Bill C-46 was officially introduced to tackle drink and drug impairment, giving police powerful methods to combat impaired drivers. A month into the laws, many people still disagree with their implementation.
Starting this December, police will be able to enforce a roadside breath test for any driver, regardless of suspicion. Under the current system, reasonable suspicious is needed to demand a breath test. For drivers who refuse to take a test, a criminal charge will follow.
This controversial law is not implemented yet, but lawmakers, politicians and drivers are worried it violates the Chartered protection against unreasonable search. The government retorts that random on the spot breath tests are used in other countries and have resulted in a major decrease in impaired driving numbers.
One Bill C-46 law that is already in place allows police officers to use screening devices that test saliva of drivers they have stopped. This test is designed to find the presence of cocaine, methamphetamine and THC, the main psychoactive ingredient in cannabis. Police are not permitted to conduct random tests for saliva screening.
With marijuana set to become legal for recreational use across Canada in October, how authorities manage impaired driving from cannabis is a crucial talking point. The new laws set a level for THC in the blood within two hours of driving. This allows police to place an impaired driving charge based exclusively on the results of a blood test. In other words, not other proof of impairment is needed.

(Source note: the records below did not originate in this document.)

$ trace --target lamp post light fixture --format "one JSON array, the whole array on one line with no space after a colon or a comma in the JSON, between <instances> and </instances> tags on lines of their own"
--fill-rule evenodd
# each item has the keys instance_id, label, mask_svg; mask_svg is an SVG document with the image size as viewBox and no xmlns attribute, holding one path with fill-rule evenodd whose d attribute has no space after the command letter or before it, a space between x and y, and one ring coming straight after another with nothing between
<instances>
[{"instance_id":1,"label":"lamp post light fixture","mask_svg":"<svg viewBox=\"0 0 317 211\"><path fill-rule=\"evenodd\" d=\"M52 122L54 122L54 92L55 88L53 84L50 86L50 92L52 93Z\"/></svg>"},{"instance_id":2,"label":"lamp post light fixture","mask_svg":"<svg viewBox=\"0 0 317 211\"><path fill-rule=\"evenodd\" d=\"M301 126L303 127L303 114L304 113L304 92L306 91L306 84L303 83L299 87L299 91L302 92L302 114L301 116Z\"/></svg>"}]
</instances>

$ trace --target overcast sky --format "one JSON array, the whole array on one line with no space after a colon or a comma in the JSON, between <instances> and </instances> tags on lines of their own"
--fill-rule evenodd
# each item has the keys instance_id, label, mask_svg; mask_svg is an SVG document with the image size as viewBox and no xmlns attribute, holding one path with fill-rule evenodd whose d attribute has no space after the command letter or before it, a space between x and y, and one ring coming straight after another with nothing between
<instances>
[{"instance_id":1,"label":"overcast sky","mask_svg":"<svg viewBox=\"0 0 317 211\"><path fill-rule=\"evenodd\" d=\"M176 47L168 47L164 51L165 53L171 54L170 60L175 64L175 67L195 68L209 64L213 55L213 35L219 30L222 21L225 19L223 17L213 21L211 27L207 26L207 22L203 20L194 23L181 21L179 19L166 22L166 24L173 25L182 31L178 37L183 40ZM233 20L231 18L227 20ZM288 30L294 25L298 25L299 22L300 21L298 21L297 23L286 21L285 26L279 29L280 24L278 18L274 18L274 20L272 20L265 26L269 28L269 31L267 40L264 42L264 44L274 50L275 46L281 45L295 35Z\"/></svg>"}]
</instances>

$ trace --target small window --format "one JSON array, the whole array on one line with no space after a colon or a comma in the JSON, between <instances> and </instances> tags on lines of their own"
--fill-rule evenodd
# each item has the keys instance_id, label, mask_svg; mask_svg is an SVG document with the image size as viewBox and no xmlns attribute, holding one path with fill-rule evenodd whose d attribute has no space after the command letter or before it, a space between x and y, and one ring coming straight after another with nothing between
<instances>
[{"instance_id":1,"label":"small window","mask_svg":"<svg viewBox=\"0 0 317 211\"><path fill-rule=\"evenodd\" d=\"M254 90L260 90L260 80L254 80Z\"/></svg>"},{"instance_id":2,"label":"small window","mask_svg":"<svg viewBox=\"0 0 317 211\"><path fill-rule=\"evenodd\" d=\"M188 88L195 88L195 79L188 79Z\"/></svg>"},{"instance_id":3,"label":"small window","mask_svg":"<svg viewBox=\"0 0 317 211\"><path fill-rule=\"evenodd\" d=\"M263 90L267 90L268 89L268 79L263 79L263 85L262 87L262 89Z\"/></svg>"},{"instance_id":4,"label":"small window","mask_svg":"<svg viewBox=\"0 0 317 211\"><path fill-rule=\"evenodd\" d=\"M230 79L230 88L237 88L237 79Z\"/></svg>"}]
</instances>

Canada is essentially adopting a system it has used for alcohol for year, but porting it to THC blood testing. The government has offered its levels, based on nanograms per millilitre of blood:
- A THC level between 2 and 5 ng would be a lower-level offence with a fine of up to $1000;
- A THC level above 5 ng would come with the same penalties as an alcohol-impaired driving conviction, including mandatory minimum penalties of a $1000 fine on a first offence, 30 days imprisonment on a second offence and 120 days imprisonment on a third offence;
A mixture of a THC level above 2.5 ng and a blood alcohol concentration above 50 mg per 100 mL would have the same penalties as above.